As White has promised, the proposed changes, which would take effect Jan. 1, do not affect retirement benefits that employees already have accrued.
White said the remaining $850 million shortfall, which would be spread over 30 years, would be manageable.
He said that an improved stock market could help reduce the shortfall and that the proposed changes also could help by encouraging employees to stay on the job longer.
Fred Holmes, chairman of the municipal pension system board, said the proposal would "protect not only the city, but the employees."
White said that benefits the city negotiated with the municipal pension system in 2001 were "too good to be true" and would lead to large layoffs or increased property taxes if the city were forced to pay them.
The City Council approved the benefits at the time because it was reassured by the municipal pension system that the city could afford the changes.
But in February, White announced that the city faced a crisis because of large shortfalls in the municipal and police pension systems.

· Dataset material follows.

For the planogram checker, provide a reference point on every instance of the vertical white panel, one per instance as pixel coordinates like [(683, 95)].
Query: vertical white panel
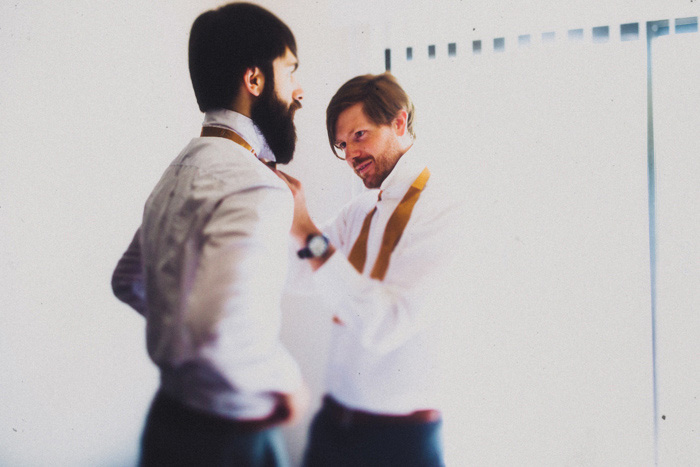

Residents expressed outrage about the generous pension benefits, which were outlined in a Houston Chronicle report.
White thanked voters Wednesday for passing a referendum May 15 allowing the city to renegotiate pension benefits.
Urrutia said the city and the municipal pension system should have negotiated changes before the referendum, because its passage leaves employees defenseless to future change in pension benefits.
While the city contributed $58 million to the main municipal pension last year, the figure could have risen as high as $230 million this year without changes to the city's agreement with the pension board.
Now the city will pay $66 million in fiscal 2005, $69 million in 2006 and $72 million in 2007 from tax revenue and special bonds. It could pay more on the hotel mortgage but has the ability to defer those payments.
Anthony Hall, White's chief administrative officer, said the details of the deal involving the Hilton Americas-Houston Hotel, which is next to the George R. Brown Convention Center, are being worked out.
In discussing the agreement with the municipal pension board Wednesday, White asked the police pension board to address the police pension shortfall, estimated to be around $800 million, "in the same businesslike fashion."
Amy Beberniss, spokeswoman for the police pension system, said negotiations with the city are ongoing, but the system will not back down from its demand that the city contribute $53.8 million to the pension system this year.
The police pension system has sued the city over its proposal to contribute $36.5 million.